(円卓) 「寛容性」を育む

中国学園大学副学長 住野 好久

今、「非認知能力」が注目されている。人生の成功には認知能力=学力だけではなく、非認知能力が大きな影響を持つことが研究によって明らかにされたからである。

非認知能力には、感情を制御する力、諦めずに最後までやり遂げる力、他者と協働する力など、多様な資質・能力が含まれている。新学習指導要領にも「学びに向かう力、人間性等」という形で、育成を目指す資質・能力に非認知能力が位置付けられた。

では、今、学校で子供たちに最も育むべき非認知能力は何だろうか。私は多様性を認め、多様性と共生できる力=寛容性であると考えている。

というのも、子供たちや社会はますます多様化しているにもかかわらず、学校はなお単一性を追求しているからである。
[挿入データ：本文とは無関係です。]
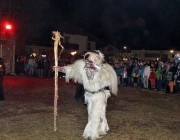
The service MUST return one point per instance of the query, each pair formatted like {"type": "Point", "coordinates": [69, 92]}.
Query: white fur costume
{"type": "Point", "coordinates": [95, 81]}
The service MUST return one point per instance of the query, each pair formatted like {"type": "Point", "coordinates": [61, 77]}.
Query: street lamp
{"type": "Point", "coordinates": [126, 50]}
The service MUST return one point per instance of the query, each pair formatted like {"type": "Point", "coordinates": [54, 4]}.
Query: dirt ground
{"type": "Point", "coordinates": [135, 114]}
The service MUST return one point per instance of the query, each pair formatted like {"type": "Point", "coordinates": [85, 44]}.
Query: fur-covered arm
{"type": "Point", "coordinates": [113, 84]}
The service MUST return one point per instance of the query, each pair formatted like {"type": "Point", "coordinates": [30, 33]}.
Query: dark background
{"type": "Point", "coordinates": [138, 24]}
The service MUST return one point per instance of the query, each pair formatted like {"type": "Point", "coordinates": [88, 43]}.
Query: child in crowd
{"type": "Point", "coordinates": [159, 74]}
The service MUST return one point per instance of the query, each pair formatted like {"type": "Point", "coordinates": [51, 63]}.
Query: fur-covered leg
{"type": "Point", "coordinates": [95, 107]}
{"type": "Point", "coordinates": [104, 125]}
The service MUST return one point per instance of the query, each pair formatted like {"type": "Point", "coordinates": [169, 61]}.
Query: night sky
{"type": "Point", "coordinates": [138, 24]}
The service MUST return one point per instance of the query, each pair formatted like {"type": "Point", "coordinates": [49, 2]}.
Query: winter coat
{"type": "Point", "coordinates": [147, 71]}
{"type": "Point", "coordinates": [119, 71]}
{"type": "Point", "coordinates": [177, 75]}
{"type": "Point", "coordinates": [135, 72]}
{"type": "Point", "coordinates": [159, 74]}
{"type": "Point", "coordinates": [141, 70]}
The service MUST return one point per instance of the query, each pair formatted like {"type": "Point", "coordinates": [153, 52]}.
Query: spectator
{"type": "Point", "coordinates": [135, 75]}
{"type": "Point", "coordinates": [129, 74]}
{"type": "Point", "coordinates": [140, 78]}
{"type": "Point", "coordinates": [177, 77]}
{"type": "Point", "coordinates": [124, 76]}
{"type": "Point", "coordinates": [32, 64]}
{"type": "Point", "coordinates": [119, 71]}
{"type": "Point", "coordinates": [153, 77]}
{"type": "Point", "coordinates": [146, 75]}
{"type": "Point", "coordinates": [159, 73]}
「基礎基本の徹底」が追求され、「〇〇スタンダード」が「標準」ではなく「規範」として強制される中で、子供たちはみんな同じように振る舞い、同じようになることが強要されている。

多様化している子供たちはこうした学校に適応できずに不登校となり、多様化する社会に適応できないまま、引きこもりやニートにならざるを得なくなっている。

子供たちには多様であることの豊かさ、楽しさ、美しさを実感させたい。

そのためには多様な人が参加できる活動を多様に展開し、その中で自分とは異なる考え方、やり方、振る舞い方、言い方などと出合わせ、相互に理解し合い、相互に折り合い、多様性のよさを味わう経験をつくり出す。異質と出合い、多様性を理解するにとどまらず、その多様性を生かして、これまで経験のない活動をし、これまでにないアイデアや作品をつくり出すとき、多様性は価値となり、不可欠なものと実感されるようになる。

こうした価値観が形成されるようになると、寛容性は単に他者と接する際の「作法」にとどまらず、多様性を認め、多様性と共生できる力となり、人間性に刻み込まれていく。

多様性の尊重と寛容で平和な持続可能な社会の創造は、ESD(持続可能な開発のための教育)の基本的な理念・目標の一つである。ESDが学校教育に浸透することで、全ての子供たちに寛容性という資質が育成されるのを願っている。